THE Savannah VOICE Festival warms into its sixth season with three weeks of vocal and opera performances beginning August 4- 26.
This year’s theme is “Stories Great & Small” and showcases music ranging from classic tragedy to contemporary comedies. Works such as Verdi’s “La Traviata,” Humperdink’s “Hansel and Gretel,” Menotti’s “The Telephone” and an SVF original composition “Speed Dating Tonight” are a sampling of the productions at this year’s festival.
A song and dinner kick off takes place 7 p.m. Saturday, August 4 at Westin Savannah Harbor where festival artists present “Pages in a Book” in the hotel ballroom.
The concert and buffet dinner highlight this season’s artists and some of the music from the 2018 line-up.
The evening also marks the beginning of Savannah VOICE Festival’s latest achievement, the launch of the Savannah Opera Company. SVF began as training ground for shaping emerging vocal talent but has evolved into a much larger, talent-packed series of productions with wide-ranging potential.
Founder and director Maria Zouves says, “Over the last six years we’ve presented a variety of operas through our partnerships with Savannah Philharmonic and the Savannah Music Festival mostly using our own Milnes VOICE Program graduates.
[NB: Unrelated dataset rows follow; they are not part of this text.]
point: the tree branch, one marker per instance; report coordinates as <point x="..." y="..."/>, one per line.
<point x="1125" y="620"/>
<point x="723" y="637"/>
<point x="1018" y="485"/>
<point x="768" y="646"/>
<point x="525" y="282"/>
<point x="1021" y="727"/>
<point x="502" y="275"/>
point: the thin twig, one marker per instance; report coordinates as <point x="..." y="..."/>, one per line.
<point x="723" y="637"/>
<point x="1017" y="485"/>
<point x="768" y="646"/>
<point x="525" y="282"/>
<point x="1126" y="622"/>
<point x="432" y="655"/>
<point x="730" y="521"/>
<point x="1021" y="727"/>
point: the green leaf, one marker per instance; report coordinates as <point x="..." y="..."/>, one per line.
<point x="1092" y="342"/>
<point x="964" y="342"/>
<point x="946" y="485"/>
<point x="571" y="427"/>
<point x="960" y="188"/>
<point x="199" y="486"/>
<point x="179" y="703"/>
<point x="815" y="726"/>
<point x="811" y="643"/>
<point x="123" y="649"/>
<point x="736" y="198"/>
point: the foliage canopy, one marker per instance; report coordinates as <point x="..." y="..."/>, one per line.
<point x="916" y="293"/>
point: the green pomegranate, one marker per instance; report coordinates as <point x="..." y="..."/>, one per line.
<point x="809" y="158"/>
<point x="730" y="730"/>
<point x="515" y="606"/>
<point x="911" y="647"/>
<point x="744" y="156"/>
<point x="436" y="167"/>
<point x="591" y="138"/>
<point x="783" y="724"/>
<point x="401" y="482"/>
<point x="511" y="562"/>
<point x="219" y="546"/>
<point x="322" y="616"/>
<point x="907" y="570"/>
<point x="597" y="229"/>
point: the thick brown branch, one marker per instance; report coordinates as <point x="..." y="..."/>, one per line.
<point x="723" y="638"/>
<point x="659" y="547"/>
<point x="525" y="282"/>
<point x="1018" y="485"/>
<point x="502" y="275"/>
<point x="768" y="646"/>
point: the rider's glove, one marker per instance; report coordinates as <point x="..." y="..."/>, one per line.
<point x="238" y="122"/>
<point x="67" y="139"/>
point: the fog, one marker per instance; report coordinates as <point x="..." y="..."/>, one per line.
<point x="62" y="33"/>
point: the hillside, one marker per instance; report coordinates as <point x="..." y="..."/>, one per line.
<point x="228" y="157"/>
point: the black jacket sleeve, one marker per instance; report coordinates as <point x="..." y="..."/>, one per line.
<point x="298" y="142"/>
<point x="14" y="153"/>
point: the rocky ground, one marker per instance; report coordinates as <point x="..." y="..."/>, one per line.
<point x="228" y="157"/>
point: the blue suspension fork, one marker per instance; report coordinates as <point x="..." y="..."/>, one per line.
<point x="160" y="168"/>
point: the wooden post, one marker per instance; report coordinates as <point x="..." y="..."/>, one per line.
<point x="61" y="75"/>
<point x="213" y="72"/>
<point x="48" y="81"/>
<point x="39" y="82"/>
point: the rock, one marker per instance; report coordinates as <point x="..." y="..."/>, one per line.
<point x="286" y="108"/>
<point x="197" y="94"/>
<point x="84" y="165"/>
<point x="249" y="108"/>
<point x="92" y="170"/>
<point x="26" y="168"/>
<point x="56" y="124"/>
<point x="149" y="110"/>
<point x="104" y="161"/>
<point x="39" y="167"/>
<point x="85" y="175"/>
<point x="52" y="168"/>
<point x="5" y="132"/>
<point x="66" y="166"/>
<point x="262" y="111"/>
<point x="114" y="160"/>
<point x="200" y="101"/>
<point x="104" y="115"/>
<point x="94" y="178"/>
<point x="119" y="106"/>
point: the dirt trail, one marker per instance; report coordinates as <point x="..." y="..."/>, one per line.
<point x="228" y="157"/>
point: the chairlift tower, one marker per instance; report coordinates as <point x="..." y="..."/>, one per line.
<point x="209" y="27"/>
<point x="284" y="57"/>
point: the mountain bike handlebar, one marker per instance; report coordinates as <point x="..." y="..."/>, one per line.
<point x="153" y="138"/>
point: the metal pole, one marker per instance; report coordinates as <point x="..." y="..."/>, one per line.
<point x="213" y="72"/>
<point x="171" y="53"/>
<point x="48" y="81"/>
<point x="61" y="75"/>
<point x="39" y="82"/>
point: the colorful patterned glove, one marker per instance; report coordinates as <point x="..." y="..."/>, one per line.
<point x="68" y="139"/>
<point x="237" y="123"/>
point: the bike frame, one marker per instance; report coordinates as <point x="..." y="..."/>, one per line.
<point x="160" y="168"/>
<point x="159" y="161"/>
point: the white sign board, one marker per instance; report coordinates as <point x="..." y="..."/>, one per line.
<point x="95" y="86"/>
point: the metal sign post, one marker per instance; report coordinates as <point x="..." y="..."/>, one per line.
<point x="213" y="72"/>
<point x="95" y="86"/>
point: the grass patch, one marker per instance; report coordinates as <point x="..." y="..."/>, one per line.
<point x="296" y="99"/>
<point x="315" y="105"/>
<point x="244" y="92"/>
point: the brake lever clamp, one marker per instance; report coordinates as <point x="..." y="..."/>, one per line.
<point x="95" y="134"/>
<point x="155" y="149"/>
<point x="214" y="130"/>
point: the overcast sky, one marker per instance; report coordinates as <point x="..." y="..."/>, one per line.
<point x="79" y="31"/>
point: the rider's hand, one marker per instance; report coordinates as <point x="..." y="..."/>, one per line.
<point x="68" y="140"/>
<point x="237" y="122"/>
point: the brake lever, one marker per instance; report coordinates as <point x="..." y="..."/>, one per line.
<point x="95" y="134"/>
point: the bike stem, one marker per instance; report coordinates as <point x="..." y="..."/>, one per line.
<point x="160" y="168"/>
The time is right for us to put a proper label on what we offer – thus Savannah Opera emerged.”
Highlighting the range of talent at the city’s new company, SFV ambitiously presents four operas this season including “The Telephone,” “Speed Dating Tonight,” “”Hansel and Gretel, and the grand finale of “La Traviata.”
But if opera is something new or unfamiliar, Zouves recommends taking in the showcase on Sunday, August 5th at Christ Church Episcopal on Johnson Square.
“It’s our annual crowd favorite,” says Zouves, “We call it ‘Death, by Aria, Parts I and II’ wherein cast members present their best pieces from a few of the productions. It’s fast-paced, entertaining for die hard fans and accessible for newcomers to the Festival.”
“Savannah deserves an opera company,” explains Sherrill Milnes, artistic director and namesake of the programs.
“It’s an historic city in need of this historic art form. Through these past few years, people have come from all over to see these operas in August and the audiences keep growing – I can see this taking off in a very healthy and collaborative way in the next decade of the Festival’s planning.”